Explicit high-order generalized-$\alpha$ methods for isogeometric analysis of structural dynamics

TL;DR

This paper introduces a family of high-order explicit generalized-$\alpha$ methods for isogeometric analysis of structural dynamics, enabling dissipation control, maintaining stability, and reducing computational costs through specialized preconditioners.

Contribution

The paper develops a new high-order explicit generalized-$\alpha$ method with dissipation control and efficient preconditioning for isogeometric analysis, improving accuracy and computational efficiency.

Findings

Achieves $2k$ order accuracy in time with explicit matrix solves.

Provides dissipation control in high-frequency spectral regions.

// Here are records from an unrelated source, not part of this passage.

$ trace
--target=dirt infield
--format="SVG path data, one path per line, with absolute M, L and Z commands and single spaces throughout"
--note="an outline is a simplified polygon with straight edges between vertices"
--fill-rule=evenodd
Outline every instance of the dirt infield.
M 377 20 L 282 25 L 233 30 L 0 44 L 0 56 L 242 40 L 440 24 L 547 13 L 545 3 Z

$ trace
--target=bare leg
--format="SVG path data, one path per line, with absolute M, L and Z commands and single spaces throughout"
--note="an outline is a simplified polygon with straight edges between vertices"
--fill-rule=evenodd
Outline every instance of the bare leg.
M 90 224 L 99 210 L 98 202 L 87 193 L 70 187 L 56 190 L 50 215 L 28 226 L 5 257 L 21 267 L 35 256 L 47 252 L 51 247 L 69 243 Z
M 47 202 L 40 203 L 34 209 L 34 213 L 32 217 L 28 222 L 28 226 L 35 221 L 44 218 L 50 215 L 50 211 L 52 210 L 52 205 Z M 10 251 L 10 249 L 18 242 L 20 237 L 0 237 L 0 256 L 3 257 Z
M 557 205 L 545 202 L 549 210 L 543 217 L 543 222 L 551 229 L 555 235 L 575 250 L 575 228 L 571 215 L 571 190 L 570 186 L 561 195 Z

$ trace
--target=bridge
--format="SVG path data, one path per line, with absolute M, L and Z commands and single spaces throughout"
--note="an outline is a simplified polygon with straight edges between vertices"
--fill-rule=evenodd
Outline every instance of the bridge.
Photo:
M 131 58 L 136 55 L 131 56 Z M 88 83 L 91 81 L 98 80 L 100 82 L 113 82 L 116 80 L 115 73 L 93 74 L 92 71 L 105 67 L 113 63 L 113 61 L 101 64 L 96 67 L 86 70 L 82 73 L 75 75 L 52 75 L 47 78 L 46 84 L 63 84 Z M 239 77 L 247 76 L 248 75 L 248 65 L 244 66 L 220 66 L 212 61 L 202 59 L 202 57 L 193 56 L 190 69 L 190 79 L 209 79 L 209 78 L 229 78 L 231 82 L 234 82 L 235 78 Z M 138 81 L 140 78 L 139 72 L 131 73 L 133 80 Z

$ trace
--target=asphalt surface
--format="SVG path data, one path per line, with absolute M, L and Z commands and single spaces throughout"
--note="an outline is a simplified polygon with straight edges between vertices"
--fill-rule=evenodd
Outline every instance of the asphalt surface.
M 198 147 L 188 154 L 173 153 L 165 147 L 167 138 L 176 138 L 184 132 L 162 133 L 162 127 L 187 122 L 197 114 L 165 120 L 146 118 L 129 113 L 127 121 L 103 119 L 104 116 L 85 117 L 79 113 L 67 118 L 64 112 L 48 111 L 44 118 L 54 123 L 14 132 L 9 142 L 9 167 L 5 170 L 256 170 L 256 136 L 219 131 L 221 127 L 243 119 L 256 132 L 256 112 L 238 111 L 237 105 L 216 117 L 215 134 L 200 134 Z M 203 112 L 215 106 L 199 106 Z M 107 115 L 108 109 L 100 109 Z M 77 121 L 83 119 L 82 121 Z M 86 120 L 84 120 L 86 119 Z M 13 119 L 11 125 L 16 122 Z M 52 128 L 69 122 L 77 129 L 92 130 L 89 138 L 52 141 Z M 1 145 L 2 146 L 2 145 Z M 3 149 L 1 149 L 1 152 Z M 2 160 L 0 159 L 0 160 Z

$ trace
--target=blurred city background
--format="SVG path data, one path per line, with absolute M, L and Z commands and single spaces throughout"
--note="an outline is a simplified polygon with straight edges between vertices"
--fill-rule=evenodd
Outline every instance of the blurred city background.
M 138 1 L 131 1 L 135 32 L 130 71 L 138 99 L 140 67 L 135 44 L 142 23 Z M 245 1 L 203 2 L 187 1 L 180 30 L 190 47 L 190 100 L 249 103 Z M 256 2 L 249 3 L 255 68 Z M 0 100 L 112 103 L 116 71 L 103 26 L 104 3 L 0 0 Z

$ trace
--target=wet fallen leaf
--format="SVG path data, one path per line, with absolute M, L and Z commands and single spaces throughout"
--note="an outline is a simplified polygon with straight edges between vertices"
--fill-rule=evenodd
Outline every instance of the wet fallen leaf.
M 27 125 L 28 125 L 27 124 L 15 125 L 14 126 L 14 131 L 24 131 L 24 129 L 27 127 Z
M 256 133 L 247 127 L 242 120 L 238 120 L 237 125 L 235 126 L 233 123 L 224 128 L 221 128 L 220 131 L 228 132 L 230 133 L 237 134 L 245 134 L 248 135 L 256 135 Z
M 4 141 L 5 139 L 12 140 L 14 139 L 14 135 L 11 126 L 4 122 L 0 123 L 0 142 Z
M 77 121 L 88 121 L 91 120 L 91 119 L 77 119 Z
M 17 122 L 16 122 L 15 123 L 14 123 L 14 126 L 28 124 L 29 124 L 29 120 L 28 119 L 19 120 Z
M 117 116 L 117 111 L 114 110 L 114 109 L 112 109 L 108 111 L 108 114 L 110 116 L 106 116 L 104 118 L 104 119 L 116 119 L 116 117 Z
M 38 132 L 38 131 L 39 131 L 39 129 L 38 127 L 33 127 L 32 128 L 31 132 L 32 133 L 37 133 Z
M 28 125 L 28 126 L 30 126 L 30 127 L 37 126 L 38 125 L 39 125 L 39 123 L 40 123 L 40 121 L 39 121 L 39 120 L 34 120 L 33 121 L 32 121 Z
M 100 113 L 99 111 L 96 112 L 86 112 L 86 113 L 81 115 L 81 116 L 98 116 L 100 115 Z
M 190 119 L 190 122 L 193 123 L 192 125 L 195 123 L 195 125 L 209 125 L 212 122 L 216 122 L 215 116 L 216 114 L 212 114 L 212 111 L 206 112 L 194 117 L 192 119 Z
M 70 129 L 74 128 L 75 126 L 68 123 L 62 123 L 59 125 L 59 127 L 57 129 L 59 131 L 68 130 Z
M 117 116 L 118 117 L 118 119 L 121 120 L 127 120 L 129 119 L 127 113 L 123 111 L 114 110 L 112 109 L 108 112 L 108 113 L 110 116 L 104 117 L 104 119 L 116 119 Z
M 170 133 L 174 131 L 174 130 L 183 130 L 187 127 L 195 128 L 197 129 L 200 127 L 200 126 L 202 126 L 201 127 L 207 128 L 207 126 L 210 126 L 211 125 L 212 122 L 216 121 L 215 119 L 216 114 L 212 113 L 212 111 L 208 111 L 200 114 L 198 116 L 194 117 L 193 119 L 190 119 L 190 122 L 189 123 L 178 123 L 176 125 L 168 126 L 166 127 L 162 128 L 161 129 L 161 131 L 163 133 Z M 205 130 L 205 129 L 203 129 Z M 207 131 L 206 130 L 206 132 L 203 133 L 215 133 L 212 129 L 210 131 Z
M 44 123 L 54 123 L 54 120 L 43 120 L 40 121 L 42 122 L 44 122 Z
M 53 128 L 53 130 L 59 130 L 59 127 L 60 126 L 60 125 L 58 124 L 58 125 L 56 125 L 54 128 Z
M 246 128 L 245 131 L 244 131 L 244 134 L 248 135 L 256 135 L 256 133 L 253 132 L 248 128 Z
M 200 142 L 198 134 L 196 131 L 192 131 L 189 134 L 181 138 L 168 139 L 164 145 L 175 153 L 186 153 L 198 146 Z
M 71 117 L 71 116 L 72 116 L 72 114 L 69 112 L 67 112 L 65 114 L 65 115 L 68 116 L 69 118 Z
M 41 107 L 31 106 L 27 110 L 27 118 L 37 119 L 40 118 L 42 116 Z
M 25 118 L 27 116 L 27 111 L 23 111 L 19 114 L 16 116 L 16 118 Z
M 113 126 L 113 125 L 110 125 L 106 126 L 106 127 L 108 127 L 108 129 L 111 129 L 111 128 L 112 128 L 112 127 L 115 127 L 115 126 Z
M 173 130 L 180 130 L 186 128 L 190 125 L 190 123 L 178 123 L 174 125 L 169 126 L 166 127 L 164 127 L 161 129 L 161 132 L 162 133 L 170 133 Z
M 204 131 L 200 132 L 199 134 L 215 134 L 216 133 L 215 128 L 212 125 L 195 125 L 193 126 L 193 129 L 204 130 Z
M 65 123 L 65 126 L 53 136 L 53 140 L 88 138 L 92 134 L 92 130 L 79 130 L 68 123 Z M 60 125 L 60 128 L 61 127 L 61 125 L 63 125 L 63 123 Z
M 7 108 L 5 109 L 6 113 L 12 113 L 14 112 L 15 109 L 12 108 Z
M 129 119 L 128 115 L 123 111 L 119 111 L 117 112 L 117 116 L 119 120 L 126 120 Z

Demonstrates robustness and efficiency through numerical examples.

Abstract

We propose a new family of high-order explicit generalized-$\alpha$ methods for hyperbolic problems with the feature of dissipation control. Our approach delivers $2k,\, \left(k \in \mathbb{N}\right)$ accuracy order in time by solving $k$ matrix systems explicitly and updating the other $2k$ variables at each time-step. The user can control the numerical dissipation in the discrete spectrum's high-frequency regions by adjusting the method's coefficients. We study the method's spectrum behaviour and show that the CFL condition is independent of the accuracy order. The stability region remains invariant while we increase the accuracy order. Next, we exploit efficient preconditioners for the isogeometric matrix to minimize the computational cost. These preconditioners use a diagonal-scaled Kronecker product of univariate parametric mass matrices; they have a robust performance with respect to the spline degree and the mesh size, and their decomposition structure implies that their application is faster than a matrix-vector product involving the fully-assembled mass matrix. Our high-order schemes require simple modifications of the available implementations of the generalized-$\alpha$ method. Finally, we present numerical examples demonstrating the methodology's performance regarding single- and multi-patch IGA discretizations.